10.23.2009
SHEPARD FAIREY INTERVIEWED FOR TIM HUSSEY'S DOCUMENTARY

REBEKAH JACOB ON RICHARD SEXTON'S PHOTOS

As a gallerist, I am often befuddled at the number of photographers who attempt to capture this region, but whose images translate as casual, sentimental, and sappy. What separates photographers like Richard Sexton from the masses-and certainly the amateurs-is his inherent sense of place, his patience and discernment of light, and his restless search for unique and infinite wonders. However, a Sexton photograh's texture, composition, aesthetic are most fully realized in real life.
VISIT REBEKAH JACOB GALLERY AT 169 KING STREET TO VIEW SEXTON’S NEWSEST BODY OF WORK: CHARLESTON TO SAVANNAH
RICHARD SEXTON: CHARLESTON TO SAVANNAH

WORDS FROM THE PHOTOGRAPHER:
Shortly after I moved back to the South from San Francisco in 1991 I began photographing the natural landscape. I was intrigued by the low, flat, moss-draped landscape and landscapes became an important counterpoint to my photographs of the built environment, which focused on the mutated, scarred state of the historic architecture in places like New Orleans, where I live. For fifteen years my landscape focus was the gulf coast from Louisiana to the Florida panhandle.
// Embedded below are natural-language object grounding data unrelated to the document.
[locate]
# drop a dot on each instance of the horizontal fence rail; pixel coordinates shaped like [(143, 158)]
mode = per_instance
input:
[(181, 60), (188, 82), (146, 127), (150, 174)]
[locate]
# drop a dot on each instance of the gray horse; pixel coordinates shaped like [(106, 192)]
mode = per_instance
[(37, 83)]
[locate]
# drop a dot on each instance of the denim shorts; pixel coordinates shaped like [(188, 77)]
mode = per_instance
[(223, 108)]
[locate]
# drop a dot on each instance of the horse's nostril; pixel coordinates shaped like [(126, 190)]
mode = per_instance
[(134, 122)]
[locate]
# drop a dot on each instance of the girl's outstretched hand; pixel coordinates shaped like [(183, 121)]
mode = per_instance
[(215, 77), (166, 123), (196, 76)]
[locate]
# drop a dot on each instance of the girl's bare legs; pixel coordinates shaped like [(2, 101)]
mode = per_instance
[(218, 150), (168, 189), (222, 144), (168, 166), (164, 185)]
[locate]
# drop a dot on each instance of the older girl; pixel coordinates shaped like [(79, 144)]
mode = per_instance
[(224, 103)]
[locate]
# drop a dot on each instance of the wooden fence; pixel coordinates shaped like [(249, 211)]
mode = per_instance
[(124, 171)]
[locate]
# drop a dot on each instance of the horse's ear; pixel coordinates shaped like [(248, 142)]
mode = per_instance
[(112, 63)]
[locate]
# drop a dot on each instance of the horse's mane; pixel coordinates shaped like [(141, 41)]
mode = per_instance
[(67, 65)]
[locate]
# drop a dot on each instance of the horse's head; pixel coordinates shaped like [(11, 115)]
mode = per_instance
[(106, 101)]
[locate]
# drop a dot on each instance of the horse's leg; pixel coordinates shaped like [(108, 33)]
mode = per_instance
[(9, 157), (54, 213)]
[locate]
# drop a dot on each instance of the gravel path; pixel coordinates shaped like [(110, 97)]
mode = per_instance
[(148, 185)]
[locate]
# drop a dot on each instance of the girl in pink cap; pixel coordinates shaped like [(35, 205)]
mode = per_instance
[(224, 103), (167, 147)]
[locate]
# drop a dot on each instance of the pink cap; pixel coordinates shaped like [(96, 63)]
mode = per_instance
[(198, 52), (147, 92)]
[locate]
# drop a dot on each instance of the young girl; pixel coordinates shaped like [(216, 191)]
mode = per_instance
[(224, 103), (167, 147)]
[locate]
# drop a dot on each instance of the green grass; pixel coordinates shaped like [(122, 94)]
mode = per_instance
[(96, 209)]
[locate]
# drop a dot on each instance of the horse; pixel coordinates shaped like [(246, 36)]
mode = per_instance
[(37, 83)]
Very recently I expanded that focus to include the Lowcountry of South Carolina and the Sea Islands of Georgia. I grew up in a small town in southwest Georgia and I remembered the Georgia coast vividly from my youth. As I rediscovered this region in contemporary times, I appreciated the fact it hadn't changed quite as much as the gulf coast of Florida, which has seen rampant real estate development in recent years. The new work from South Carolina and Georgia builds on what I started with the gulf coast, and as with my gulf coast work, I'm focusing both on historic sites and buildings, as well as the marshlands and live oaks of the natural landscape.